Later this afternoon, Gretchen would be taking the Chevy Bolt to Van Kleeck's Tire to find out where the air was leaking from the tire that had given us so much grief on Sunday. She would be driving it there, so at noon today I pumped some preliminary air in the tire. After I did this, I just happened to check the stem and noticed that a slow hiss of air was coming out of it. Evidently the valve was no longer sealing. This was likely caused by the stupid "Fix-a-Flat" spray I'd desperately tried to use on Sunday. Not only was it causing the stem valve to fail, but it was making it increasingly difficult for a compressor to put air into the tire. I found, however, that it was possible to nearly stop the stem leak just by putting a small square of material cut from a plastic bag over the end of the stem and then tightening a stem cap unusually tightly on top of it. After doing this, the tire seemed to hold air like one without a leak, making me really wish I'd known to check for a stem leak back on Sunday.
Later when Gretchen returned from Van Kleeck's, she showed me a half-inch-long tip of a drywall screw that had been removed from the tire. That had caused the original leak (which the Fix-a-Flat might've actually fixed). The guys at Van Kleeck's also fixed (or replaced) the stem, so the tire was back to normal again. All of that work had been free, though they'd also identified two tires that needed to be replaced, so the visit ended up costing over $400.

This evening Gretchen prepared an interesting meal of Spanish rice, fried marinaded tempeh, and asparagus. It vaguely resembled the kind of meal that housewives made for their husbands back in the 1950s, with a slab of "meat," a protein, and a vegetable all in their separate places on the plate.
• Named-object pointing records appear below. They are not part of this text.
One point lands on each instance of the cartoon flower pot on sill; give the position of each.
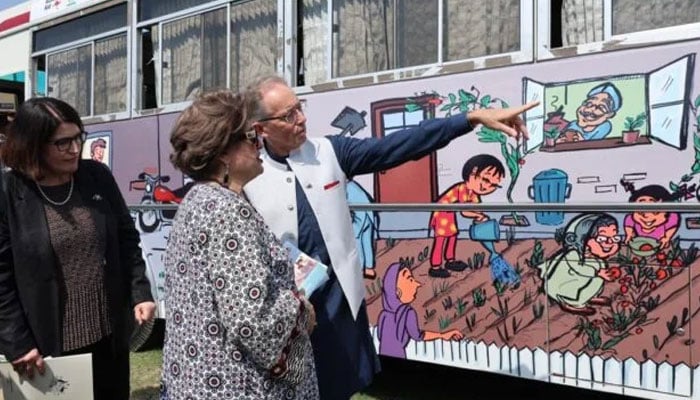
(632, 125)
(553, 126)
(550, 137)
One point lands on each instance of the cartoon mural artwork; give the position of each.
(602, 300)
(154, 192)
(550, 186)
(365, 224)
(97, 147)
(574, 276)
(593, 115)
(398, 321)
(481, 176)
(646, 231)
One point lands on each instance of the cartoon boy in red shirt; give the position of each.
(482, 175)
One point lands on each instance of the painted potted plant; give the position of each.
(550, 137)
(632, 125)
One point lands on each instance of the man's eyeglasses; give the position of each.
(64, 144)
(608, 239)
(252, 137)
(291, 117)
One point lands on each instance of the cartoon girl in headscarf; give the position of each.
(398, 321)
(660, 226)
(574, 276)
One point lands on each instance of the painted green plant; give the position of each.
(514, 155)
(464, 101)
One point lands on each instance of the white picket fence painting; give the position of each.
(648, 380)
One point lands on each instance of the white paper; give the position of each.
(309, 274)
(68, 377)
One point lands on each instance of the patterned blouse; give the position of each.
(235, 328)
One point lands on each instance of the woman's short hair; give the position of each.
(206, 129)
(36, 121)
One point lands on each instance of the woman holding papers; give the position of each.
(237, 327)
(71, 273)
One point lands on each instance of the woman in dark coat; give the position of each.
(71, 273)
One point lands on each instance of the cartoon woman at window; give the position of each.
(482, 175)
(660, 226)
(574, 276)
(593, 115)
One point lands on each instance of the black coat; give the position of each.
(30, 309)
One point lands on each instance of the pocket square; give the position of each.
(331, 185)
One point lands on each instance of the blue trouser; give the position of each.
(346, 359)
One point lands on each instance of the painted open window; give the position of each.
(611, 111)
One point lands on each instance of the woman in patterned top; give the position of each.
(236, 327)
(71, 272)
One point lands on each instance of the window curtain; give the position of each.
(194, 56)
(363, 38)
(254, 44)
(633, 15)
(181, 59)
(214, 50)
(110, 75)
(314, 64)
(70, 76)
(476, 28)
(376, 35)
(581, 22)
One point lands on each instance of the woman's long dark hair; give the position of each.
(37, 119)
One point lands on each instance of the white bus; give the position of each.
(618, 123)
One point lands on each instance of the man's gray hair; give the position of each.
(254, 92)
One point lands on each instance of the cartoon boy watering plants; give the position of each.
(482, 175)
(398, 321)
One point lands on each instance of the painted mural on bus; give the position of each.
(605, 298)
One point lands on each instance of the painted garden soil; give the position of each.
(654, 301)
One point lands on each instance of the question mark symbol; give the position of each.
(554, 101)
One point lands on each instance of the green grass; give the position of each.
(145, 374)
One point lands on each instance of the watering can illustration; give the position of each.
(550, 186)
(488, 233)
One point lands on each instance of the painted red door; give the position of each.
(414, 181)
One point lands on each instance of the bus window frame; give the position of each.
(80, 43)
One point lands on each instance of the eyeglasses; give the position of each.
(488, 181)
(64, 144)
(291, 117)
(608, 239)
(252, 137)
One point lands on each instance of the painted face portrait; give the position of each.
(649, 220)
(485, 182)
(406, 286)
(605, 243)
(594, 110)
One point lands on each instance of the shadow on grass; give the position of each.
(149, 393)
(405, 380)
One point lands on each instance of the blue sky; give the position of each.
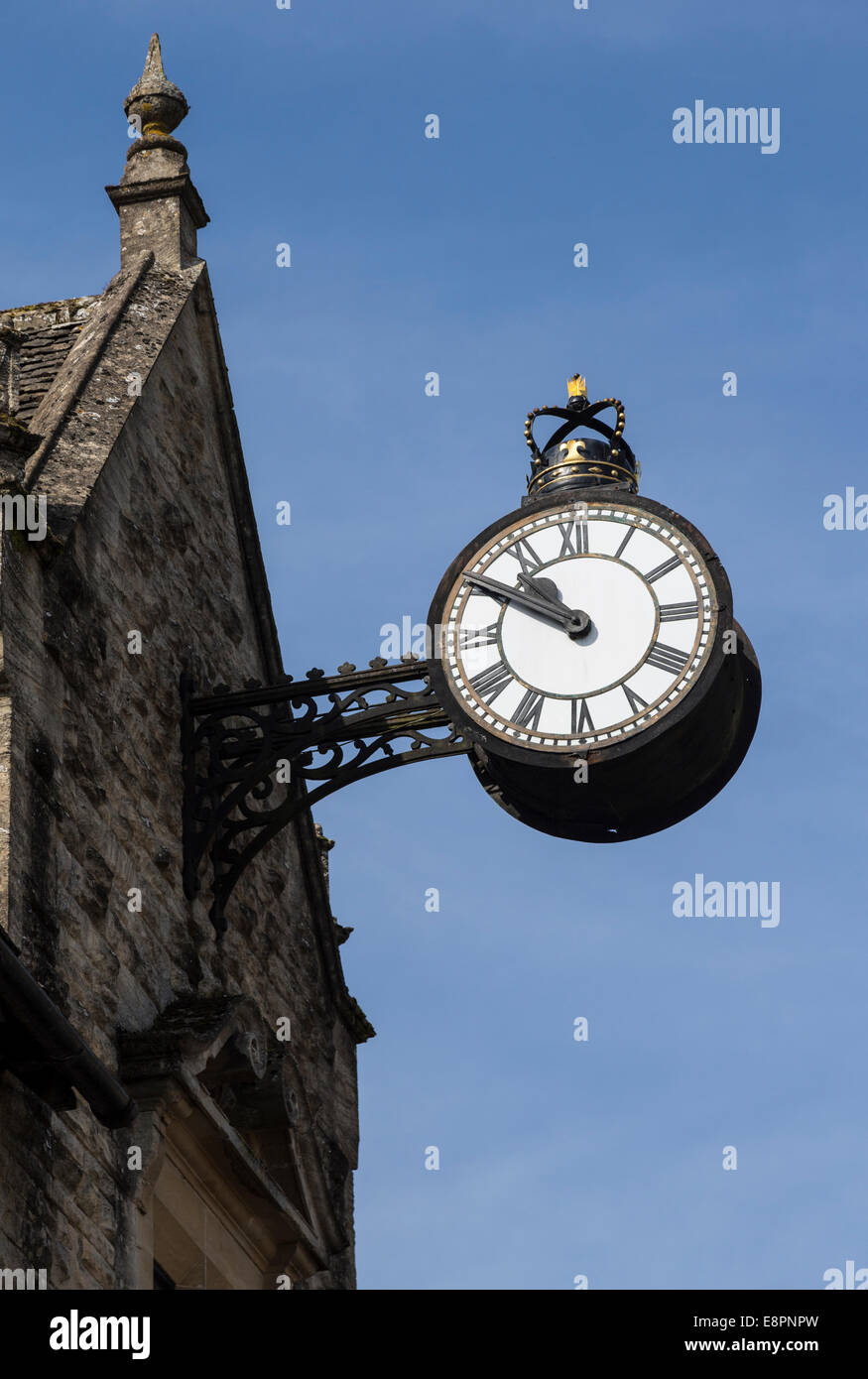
(455, 255)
But it was much more flavorful (in comfort-food-type way) and the flavors worked well together when I combined tempeh, rice, and asparagus on a fork.


During group QA this afternoon, I had my camera on. I'd set the Montezuma waterfall (in Costa Rica) as my background and added an AI-generated animated cat to my head (using a SnapChat plugin in Teams). Then Diane the Cat (a real cat!) wanted cuddles. You can see her here with the bell-collar that hopefully warns wildlife of her approach. My colleague Allee snapped this screengrab.